Global progress on regulations
The European Union, for instance, unveiled its proposed AI regulations in April 2021. While these regulations are still in the proposal stage, they represent a comprehensive approach to governing AI use across various sectors, including hiring and promotions. The EU’s proposed rules are designed to ensure that AI systems are transparent, accountable, and respect fundamental rights.
Japan, another key player in AI development, established the AI Technology Strategy Council in 2016. The Council has since released a series of strategic guidelines that consider the ethical, legal, and social issues surrounding AI use. While these guidelines are not legally binding, they provide a framework for companies and the Japanese government to consider as they develop AI systems and technologies.
Ethical challenges
In contrast, countries like China and Russia have prioritised developing and deploying AI for economic and strategic gains, with less emphasis on ethical considerations. However, as AI becomes more integrated into hiring and promotion processes globally, it’s likely that these countries will also have to address the ethical challenges presented by AI.
So, what are the chances of the NYC regulations being successful? It largely depends on how well they are enforced and how willing companies are to adapt their practices. One of the keys to success will be educating employers about the benefits of ethical AI use and the potential risks of non-compliance.
Biases and discrimination
The impact of AI in hiring and promotion goes far beyond automating menial tasks. By leveraging AI’s ability to analyse vast amounts of data, we can make better, more informed decisions in these areas. However, this also raises the risk of perpetuating biases and discrimination.

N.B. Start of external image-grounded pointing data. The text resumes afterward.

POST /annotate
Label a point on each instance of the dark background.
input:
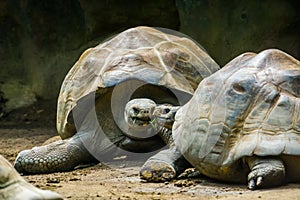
(40, 40)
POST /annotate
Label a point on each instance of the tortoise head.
(143, 112)
(252, 96)
(139, 112)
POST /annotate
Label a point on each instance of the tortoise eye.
(135, 110)
(166, 110)
(238, 88)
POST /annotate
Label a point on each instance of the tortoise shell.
(142, 53)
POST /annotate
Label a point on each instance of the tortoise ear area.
(239, 88)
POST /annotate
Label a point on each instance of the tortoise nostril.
(238, 88)
(135, 110)
(166, 110)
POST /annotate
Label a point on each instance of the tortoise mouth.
(140, 121)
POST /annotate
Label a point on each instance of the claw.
(251, 184)
(259, 181)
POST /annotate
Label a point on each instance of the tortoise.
(242, 124)
(141, 62)
(14, 187)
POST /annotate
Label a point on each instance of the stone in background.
(40, 40)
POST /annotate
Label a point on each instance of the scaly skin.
(66, 155)
(265, 172)
(63, 155)
(14, 187)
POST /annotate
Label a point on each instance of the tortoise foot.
(14, 187)
(266, 173)
(154, 171)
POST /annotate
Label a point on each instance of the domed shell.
(249, 107)
(142, 53)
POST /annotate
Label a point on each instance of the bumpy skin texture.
(141, 62)
(168, 163)
(243, 122)
(14, 187)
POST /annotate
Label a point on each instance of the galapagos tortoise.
(140, 62)
(241, 125)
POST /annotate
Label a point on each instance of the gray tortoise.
(14, 187)
(140, 62)
(242, 124)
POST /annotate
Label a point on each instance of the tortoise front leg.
(265, 172)
(164, 166)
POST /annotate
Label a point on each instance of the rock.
(227, 29)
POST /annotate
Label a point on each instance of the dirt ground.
(30, 127)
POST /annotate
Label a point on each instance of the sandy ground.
(30, 127)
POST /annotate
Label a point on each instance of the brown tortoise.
(140, 62)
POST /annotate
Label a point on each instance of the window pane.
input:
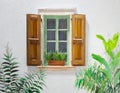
(51, 23)
(51, 46)
(62, 47)
(50, 35)
(62, 35)
(62, 23)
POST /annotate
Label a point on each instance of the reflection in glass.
(50, 35)
(62, 35)
(51, 46)
(62, 23)
(62, 47)
(51, 23)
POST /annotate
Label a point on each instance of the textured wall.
(102, 18)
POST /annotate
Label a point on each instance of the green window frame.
(57, 41)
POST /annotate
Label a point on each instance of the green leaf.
(100, 37)
(101, 60)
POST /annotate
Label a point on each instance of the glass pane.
(51, 23)
(62, 47)
(62, 23)
(50, 35)
(62, 35)
(51, 46)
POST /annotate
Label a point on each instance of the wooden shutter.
(78, 40)
(33, 40)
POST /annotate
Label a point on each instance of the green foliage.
(8, 73)
(32, 82)
(105, 76)
(11, 83)
(55, 56)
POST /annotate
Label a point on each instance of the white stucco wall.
(102, 17)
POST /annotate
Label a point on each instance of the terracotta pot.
(56, 62)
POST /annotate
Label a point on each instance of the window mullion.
(57, 43)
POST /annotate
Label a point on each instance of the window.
(56, 34)
(57, 37)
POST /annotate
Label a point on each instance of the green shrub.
(105, 76)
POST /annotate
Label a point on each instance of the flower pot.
(56, 62)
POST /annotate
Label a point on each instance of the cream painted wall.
(102, 17)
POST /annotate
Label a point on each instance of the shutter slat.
(33, 40)
(78, 40)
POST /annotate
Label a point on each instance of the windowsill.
(56, 67)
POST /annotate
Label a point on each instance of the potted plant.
(56, 59)
(103, 77)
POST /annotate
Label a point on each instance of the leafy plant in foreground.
(105, 76)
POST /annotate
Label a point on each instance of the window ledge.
(56, 67)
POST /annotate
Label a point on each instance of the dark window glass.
(62, 23)
(51, 23)
(62, 35)
(50, 35)
(62, 47)
(51, 46)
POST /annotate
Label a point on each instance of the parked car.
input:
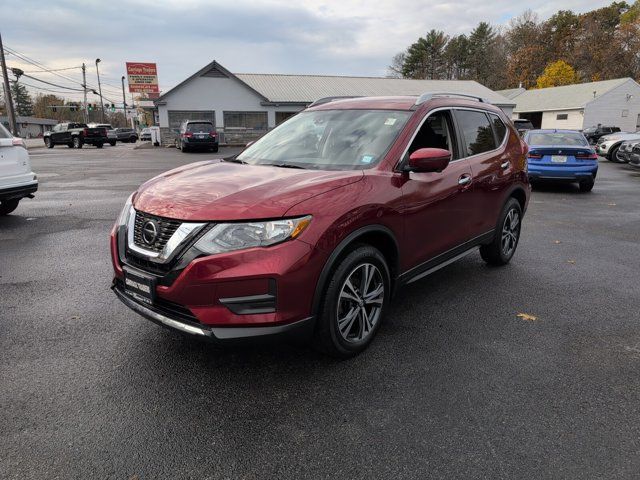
(17, 181)
(145, 135)
(561, 156)
(111, 133)
(634, 156)
(593, 134)
(197, 135)
(522, 125)
(126, 135)
(624, 152)
(308, 236)
(609, 144)
(75, 135)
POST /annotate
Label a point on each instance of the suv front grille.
(165, 229)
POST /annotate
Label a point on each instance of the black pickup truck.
(75, 135)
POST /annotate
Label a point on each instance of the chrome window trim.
(185, 231)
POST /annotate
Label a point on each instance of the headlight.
(227, 237)
(124, 214)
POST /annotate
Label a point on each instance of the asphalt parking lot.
(526, 371)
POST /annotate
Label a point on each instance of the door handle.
(464, 179)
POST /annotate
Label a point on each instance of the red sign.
(142, 77)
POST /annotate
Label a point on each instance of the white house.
(245, 105)
(576, 107)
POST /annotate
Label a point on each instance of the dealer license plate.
(141, 287)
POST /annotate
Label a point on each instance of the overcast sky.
(345, 37)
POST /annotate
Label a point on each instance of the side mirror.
(429, 160)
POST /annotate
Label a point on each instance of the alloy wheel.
(510, 232)
(360, 303)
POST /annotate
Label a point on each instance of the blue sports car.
(561, 155)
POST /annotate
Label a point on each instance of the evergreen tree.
(21, 100)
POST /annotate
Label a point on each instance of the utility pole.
(124, 101)
(84, 87)
(100, 89)
(7, 93)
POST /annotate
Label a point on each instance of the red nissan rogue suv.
(310, 230)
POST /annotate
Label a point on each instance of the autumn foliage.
(566, 48)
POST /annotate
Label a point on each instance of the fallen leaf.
(527, 317)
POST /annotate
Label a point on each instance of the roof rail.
(322, 101)
(425, 97)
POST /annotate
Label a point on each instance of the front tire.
(8, 206)
(507, 235)
(613, 155)
(354, 303)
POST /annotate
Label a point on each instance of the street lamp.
(100, 88)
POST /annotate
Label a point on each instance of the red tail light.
(586, 156)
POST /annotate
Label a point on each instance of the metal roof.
(511, 92)
(305, 89)
(308, 88)
(569, 97)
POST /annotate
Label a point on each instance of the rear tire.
(8, 206)
(507, 235)
(586, 185)
(354, 303)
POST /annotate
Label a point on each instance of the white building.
(576, 107)
(245, 105)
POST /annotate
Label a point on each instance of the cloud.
(348, 37)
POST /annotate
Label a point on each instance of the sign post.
(142, 77)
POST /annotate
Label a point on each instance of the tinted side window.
(476, 131)
(435, 132)
(499, 127)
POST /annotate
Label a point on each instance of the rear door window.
(499, 127)
(477, 134)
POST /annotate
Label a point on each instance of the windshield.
(566, 138)
(203, 127)
(329, 140)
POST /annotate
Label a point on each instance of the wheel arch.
(378, 236)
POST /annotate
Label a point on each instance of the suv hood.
(216, 190)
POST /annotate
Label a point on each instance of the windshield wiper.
(285, 165)
(234, 160)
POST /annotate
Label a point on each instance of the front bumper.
(300, 330)
(21, 191)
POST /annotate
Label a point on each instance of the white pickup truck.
(17, 181)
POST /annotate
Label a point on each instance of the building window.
(282, 116)
(245, 120)
(176, 117)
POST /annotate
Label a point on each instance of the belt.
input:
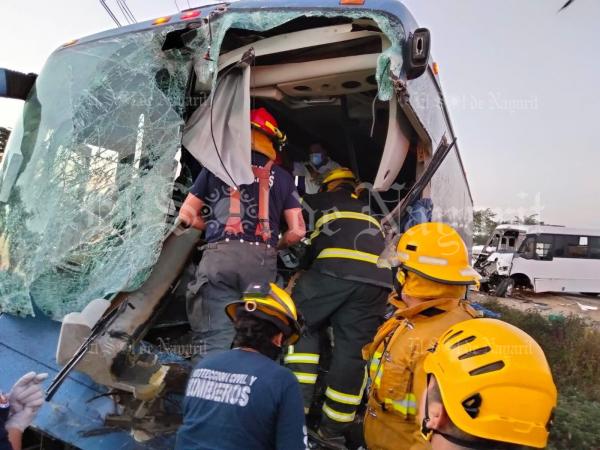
(225, 241)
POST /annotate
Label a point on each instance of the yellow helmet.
(494, 381)
(436, 251)
(271, 303)
(340, 173)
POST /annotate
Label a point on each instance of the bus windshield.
(97, 143)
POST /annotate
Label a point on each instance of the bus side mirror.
(16, 85)
(416, 53)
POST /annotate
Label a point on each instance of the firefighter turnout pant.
(354, 310)
(226, 270)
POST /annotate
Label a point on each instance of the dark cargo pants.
(354, 310)
(225, 271)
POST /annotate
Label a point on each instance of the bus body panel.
(559, 259)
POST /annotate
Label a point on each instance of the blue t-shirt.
(242, 400)
(215, 193)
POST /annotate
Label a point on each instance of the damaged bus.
(93, 269)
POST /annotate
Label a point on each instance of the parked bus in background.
(555, 259)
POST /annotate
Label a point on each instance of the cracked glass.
(99, 140)
(98, 137)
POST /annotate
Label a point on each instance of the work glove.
(27, 393)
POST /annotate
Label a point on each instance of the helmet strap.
(398, 272)
(461, 442)
(428, 433)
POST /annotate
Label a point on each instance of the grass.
(573, 351)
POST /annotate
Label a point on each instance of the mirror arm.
(16, 85)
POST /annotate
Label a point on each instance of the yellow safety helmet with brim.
(495, 382)
(339, 173)
(435, 251)
(271, 303)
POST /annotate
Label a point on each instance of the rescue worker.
(241, 230)
(343, 289)
(509, 407)
(314, 170)
(19, 408)
(431, 282)
(243, 399)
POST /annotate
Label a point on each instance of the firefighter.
(243, 399)
(314, 170)
(431, 282)
(343, 289)
(241, 229)
(488, 386)
(19, 408)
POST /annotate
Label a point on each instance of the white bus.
(556, 259)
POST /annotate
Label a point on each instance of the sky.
(521, 82)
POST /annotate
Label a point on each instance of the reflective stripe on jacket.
(346, 240)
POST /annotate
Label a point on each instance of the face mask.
(316, 159)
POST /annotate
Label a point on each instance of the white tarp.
(230, 130)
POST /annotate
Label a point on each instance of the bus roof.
(553, 229)
(391, 7)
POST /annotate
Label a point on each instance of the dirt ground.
(549, 303)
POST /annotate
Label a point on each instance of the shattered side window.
(99, 135)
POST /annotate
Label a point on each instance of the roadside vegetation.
(572, 347)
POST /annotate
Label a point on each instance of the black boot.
(317, 440)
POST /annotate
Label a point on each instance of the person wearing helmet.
(431, 279)
(241, 229)
(343, 289)
(243, 399)
(314, 170)
(489, 386)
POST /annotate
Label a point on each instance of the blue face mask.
(316, 159)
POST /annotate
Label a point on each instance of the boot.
(317, 440)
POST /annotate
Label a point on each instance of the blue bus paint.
(28, 344)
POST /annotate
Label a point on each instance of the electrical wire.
(128, 11)
(123, 11)
(110, 13)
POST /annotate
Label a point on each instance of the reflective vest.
(395, 363)
(346, 240)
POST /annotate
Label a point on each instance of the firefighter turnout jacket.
(346, 240)
(395, 364)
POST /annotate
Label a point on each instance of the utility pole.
(4, 134)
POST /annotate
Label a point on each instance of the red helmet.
(263, 120)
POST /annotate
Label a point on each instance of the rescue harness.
(234, 224)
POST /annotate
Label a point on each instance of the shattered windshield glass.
(98, 137)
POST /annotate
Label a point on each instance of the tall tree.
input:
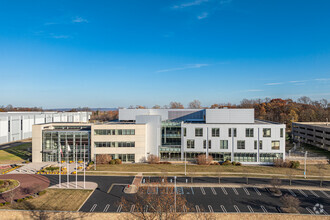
(196, 104)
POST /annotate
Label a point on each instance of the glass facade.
(65, 145)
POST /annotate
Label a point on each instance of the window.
(229, 132)
(204, 144)
(275, 145)
(190, 143)
(198, 132)
(241, 145)
(256, 145)
(249, 132)
(215, 132)
(223, 144)
(266, 132)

As we’ve seen in recent years, AI algorithms can sometimes unintentionally reinforce existing biases due to the data they’re trained on. By implementing regulations like those in NYC, we can help ensure that AI is used responsibly and that it truly serves to benefit all members of society.
The key takeaway is that while the use of AI in hiring and promotion can be hugely beneficial, it’s essential to have regulations in place to ensure ethical practices. As New York City has taken this bold step, we’ll see more countries and cities follow in their footsteps.
Conclusion
In conclusion, the adoption of AI regulations in New York City is a significant move towards ensuring the responsible and ethical use of AI in hiring and promotion processes. As AI continues to play an increasingly important role in our lives, it’s crucial that governments and businesses alike prioritise transparency, accountability, and the protection of fundamental rights. By doing so, we can harness the power of AI to create a fairer, more inclusive society – and that’s something worth celebrating.
So, will other countries follow New York City’s lead? I believe they will, and it’s only a matter of time before AI regulations become a global norm. Let’s keep the conversation going, stay informed, and make the best decisions.